Consciemment ou inconsciemment, à chaque personne, il se montre
sous une face différente. Il cache ses propres caractéristiques
et ses prétentions, ou bien il se revêt de faux ornements.
Afin de voir le jeu du soi, dans ses faits et actes, cachés, subtils,
rapidement changeants, une vision précise est indispensable.

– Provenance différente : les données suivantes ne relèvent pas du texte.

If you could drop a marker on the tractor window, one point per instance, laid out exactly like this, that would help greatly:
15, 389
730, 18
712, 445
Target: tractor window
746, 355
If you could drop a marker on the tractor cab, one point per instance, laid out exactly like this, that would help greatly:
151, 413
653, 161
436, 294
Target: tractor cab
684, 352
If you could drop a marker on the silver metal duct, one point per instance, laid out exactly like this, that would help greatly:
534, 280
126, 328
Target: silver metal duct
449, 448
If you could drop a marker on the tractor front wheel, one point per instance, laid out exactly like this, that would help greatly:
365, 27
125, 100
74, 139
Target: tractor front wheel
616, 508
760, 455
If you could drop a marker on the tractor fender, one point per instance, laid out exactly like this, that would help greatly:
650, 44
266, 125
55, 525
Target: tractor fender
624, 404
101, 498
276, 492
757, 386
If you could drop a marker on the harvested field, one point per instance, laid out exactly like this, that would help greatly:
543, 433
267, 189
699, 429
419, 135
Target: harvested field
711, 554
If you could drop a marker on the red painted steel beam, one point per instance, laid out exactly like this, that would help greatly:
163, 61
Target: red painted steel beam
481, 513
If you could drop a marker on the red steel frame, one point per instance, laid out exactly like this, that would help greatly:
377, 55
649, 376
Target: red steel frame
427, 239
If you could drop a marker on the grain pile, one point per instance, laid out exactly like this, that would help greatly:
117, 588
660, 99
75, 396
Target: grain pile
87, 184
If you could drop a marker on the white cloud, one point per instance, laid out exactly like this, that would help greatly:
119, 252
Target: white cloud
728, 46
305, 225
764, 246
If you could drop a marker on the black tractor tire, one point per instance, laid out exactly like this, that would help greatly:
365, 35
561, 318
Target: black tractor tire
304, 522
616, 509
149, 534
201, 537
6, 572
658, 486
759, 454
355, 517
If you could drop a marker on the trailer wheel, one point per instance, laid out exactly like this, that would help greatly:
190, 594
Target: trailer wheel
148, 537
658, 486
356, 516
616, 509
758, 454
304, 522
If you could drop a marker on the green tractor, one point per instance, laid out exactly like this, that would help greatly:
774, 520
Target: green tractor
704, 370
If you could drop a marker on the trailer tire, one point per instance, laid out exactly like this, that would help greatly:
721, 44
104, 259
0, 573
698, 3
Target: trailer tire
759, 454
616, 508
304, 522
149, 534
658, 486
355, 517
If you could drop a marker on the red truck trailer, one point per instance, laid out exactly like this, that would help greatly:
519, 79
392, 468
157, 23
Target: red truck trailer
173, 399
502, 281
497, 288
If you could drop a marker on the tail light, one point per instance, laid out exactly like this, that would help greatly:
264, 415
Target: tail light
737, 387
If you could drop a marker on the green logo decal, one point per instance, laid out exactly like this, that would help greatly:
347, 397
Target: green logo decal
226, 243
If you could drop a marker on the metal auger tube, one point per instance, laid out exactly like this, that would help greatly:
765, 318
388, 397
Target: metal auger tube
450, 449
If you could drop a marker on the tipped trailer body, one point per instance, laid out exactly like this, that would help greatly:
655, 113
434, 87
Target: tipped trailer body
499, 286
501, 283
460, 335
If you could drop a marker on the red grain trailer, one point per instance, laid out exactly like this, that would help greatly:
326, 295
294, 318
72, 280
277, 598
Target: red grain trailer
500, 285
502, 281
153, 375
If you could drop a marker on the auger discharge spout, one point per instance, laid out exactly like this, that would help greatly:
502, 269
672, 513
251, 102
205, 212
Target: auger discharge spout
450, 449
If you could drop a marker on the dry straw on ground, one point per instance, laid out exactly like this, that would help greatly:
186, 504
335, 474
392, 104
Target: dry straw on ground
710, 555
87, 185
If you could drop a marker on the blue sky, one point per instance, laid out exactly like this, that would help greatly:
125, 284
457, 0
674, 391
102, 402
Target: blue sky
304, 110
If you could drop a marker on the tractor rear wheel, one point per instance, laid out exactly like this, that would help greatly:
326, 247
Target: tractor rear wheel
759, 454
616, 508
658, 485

La connaissance du soi n’est obtenue que par ceux qui ont une réelle
intention de comprendre. Puisqu’une telle intention n’est
pas commune, bien peu d’êtres humains sont arrivés à la
soi-connaissance. Les nombreux intérêts investis, cachés
ou apparents, en chaque individu et dans la société sous
n’importe quelle forme, sont de formidables obstacles à la
recherche du soi. La pression de ces intérêts distrait constamment
le mental et le dévie de la vision profonde intérieure,
en formulant des excuses pour regarder ailleurs. A cause de cette forte
pression psychologique, l’homme a, depuis des âges, attribué la
cause du mal et de la souffrance aux circonstances extérieures.
Les gens ont essayé pendant des siècles de changer de systèmes,
de théories et de toutes choses, excepté euxmêmes.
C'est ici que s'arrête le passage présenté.